Throughout the film, the situation was communicated bluntly through hard-hitting statements like: “Our biosphere is sick. We are ultimately committing suicide,” and “If we don’t change what we are doing, we will lose a half or a third of all forms of life this century.” So in the end I got my answer. The film was indeed 90 preachy minutes of do-or-die, which were hoping to either scare me into action or convince me that I must do whatever Leo tells me to because Leo is always right.

The film provoked me to consider means, other than media, that could grab people’s attention and convince them that the situation really is dire. Ever since the 1992 Earth Summit conference in Rio de Janeiro, the issue of global warming is gaining more attention, not just on the global stage, but also in domestic discourse. For example, solving the global warming issue was high on the agenda of the French presidential elections this past May.
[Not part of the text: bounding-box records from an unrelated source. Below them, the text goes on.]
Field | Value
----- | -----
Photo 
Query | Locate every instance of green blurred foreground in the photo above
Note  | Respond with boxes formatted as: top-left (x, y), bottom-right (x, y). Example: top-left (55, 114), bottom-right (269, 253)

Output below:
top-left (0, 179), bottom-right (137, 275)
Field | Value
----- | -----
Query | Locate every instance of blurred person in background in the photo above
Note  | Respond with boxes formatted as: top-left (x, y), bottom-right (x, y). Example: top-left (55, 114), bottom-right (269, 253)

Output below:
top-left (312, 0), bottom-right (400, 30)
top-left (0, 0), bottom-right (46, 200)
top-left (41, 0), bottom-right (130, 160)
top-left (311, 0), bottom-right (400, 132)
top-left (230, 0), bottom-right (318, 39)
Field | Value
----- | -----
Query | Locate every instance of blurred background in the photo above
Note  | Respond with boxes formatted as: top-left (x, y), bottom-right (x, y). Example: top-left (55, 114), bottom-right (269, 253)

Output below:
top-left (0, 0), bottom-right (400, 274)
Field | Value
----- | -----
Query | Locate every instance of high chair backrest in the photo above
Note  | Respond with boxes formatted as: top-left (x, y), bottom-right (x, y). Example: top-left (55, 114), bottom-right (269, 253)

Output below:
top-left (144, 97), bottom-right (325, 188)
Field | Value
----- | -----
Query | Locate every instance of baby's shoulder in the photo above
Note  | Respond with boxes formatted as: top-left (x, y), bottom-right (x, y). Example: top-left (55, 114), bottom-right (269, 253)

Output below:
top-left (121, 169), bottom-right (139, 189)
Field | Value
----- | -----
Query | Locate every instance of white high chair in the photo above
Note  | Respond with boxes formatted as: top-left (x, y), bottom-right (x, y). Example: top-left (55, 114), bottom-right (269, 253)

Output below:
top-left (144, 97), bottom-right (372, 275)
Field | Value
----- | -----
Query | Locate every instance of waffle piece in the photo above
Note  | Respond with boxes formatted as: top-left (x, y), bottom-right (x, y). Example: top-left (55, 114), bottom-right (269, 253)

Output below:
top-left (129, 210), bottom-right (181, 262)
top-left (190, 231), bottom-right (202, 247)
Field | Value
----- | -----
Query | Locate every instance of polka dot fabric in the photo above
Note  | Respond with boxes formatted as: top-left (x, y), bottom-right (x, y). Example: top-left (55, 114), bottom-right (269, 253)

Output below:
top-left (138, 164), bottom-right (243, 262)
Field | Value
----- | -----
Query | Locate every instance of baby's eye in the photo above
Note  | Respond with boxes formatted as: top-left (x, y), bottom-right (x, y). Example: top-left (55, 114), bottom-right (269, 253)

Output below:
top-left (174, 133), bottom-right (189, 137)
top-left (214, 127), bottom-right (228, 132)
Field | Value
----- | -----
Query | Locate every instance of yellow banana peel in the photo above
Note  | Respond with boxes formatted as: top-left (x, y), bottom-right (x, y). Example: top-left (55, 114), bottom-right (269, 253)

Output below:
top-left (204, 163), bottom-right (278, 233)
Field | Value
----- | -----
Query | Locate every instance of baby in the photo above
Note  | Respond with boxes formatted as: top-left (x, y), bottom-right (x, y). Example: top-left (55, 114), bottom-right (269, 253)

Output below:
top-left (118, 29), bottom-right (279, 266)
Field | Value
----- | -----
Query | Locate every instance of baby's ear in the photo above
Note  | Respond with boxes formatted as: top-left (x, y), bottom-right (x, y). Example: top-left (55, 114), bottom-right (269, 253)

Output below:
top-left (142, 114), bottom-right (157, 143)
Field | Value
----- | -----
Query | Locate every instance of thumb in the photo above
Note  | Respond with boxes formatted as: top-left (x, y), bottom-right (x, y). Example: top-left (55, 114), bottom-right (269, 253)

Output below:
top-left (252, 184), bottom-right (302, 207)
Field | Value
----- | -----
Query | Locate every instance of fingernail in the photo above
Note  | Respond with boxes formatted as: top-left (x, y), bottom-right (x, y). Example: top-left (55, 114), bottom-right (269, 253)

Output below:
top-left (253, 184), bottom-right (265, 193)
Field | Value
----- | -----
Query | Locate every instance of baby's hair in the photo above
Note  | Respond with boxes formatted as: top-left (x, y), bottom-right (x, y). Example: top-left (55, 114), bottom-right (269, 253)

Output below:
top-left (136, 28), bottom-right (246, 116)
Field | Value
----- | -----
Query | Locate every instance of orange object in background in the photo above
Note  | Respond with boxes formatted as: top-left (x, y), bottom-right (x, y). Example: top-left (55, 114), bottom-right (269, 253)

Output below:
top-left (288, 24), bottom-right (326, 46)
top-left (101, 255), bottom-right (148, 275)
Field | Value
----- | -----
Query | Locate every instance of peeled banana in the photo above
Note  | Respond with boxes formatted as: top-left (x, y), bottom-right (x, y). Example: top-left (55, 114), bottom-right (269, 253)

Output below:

But clearly there is still work to be done, much more than what films like The 11th Hour and An Inconvenient Truth are directly capable of.

But equally important is that most people who look at the issue of global warming see it as a problem of the environment, with melting ice caps and shrinking rain forests, instead of a result of our own lifestyles. Instead of recognizing our interconnectedness, we view humans as a separate entity from nature. We look at all the fur coats in the latest issue of Vogue and see that as having nothing to do with global warming.

And while The 11th Hour tries to change that perception, I wonder what other results this film will see besides Leo getting a standing ovation at the next Academy Awards.